Plaintiff made out by his own testimony a full case show*202ing his own services and Judge Wing’s, with the assent and concurrence of the defendant to all the employment. One purpose of the employment was to procure an injunction against the alleged wrongful encroachments of the railroad. Plaintiff showed that he was employed four days, and Judge Wing two days, in looking up and consulting on the matter, and had prepared the material and authorities for procuring the injunction.

Defendant produced a receipt signed in the firm name by Anderson Wing, plaintiff’s deceased partner, in these words :

Received of Daniel Clock six dollars, payment in full for trip to Toledo.”

This was dated June 18, 1872. This was a year before the services referred to by plaintiff in his testimony.

Defendant also produced a letter written in 1874 by Baldwin & Wing inclosing an account charging the services in 1873 at a larger sum than that recovered before the justice, but within the amount testified to by plaintiff.

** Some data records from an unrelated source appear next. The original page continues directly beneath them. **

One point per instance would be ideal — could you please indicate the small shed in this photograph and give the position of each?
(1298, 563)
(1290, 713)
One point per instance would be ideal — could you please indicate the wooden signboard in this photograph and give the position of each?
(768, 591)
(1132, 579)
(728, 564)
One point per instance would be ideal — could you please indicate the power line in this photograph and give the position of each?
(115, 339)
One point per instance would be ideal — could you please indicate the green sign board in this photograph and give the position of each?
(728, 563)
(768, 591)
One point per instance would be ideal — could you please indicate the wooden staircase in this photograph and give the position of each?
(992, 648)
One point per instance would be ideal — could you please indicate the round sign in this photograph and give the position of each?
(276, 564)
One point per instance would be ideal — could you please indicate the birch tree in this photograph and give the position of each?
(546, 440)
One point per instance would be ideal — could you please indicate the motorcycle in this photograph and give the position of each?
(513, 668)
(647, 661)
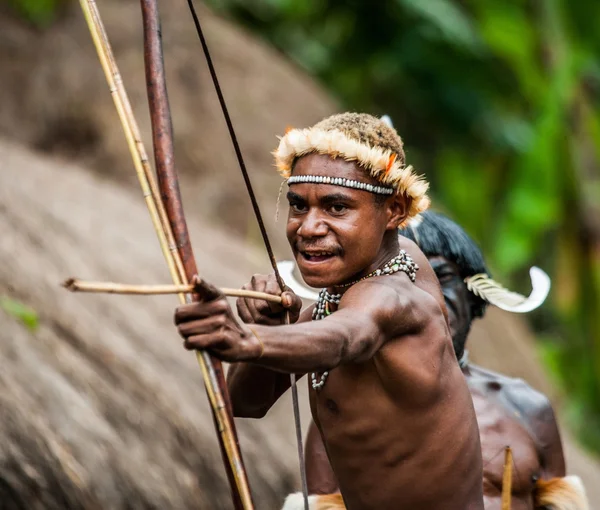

Defendant also introduced testimony tending to show that plaintiff wished to look at the premises, and offered to go down to Toledo for $5, which was paid him. He also said that he did not wish Judge Warner Wing employed as counsel, and when he learned of such employment he dismissed plaintiff, and employed Mr. Kent, of Toledo.

He also produced a witness who, without giving time or identity of claim, swore that Anderson Wing said to him in a saloon that the account mentioned in the receipt was paid in full.

Plaintiff testified that the receipt was merely for the expense of a visit to Toledo.

Errors are assigned upon some disparaging remarks of the judge, and the admission of a piece of testimony, which is itself omitted from the record. But as there was a more vital mistake made on the merits, these need not be *203considered, although, if the judge referred to plain tiff and the value of his services, he went beyond his province.

The court charged that the plaintiff must not only prove his claim, but that it was not paid. And it was further charged that the receipt goes for what it reads, except as explained or modified by the acts or remarks of the parties, and referred to the receipt in connection with what was said by Anderson Wing, as what might, if believed, show a settlement in full.

Nothing is plainer than that payment is a matter of defense to be shown by defendant in some way, when plaintiff has made out his own ease. And so far as the receipt goes, it does not purport to cover anything but a trip to Toledo; and the very loose talk of the witness about Anderson Wing’s admissions goes no further. There was nothing to authorize the jury to consider this receipt or Wing’s statement to cover the principal part of the account, and the only matters which plaintiff claimed in his testimony.

The judgment must be reversed, with costs, and a new trial granted.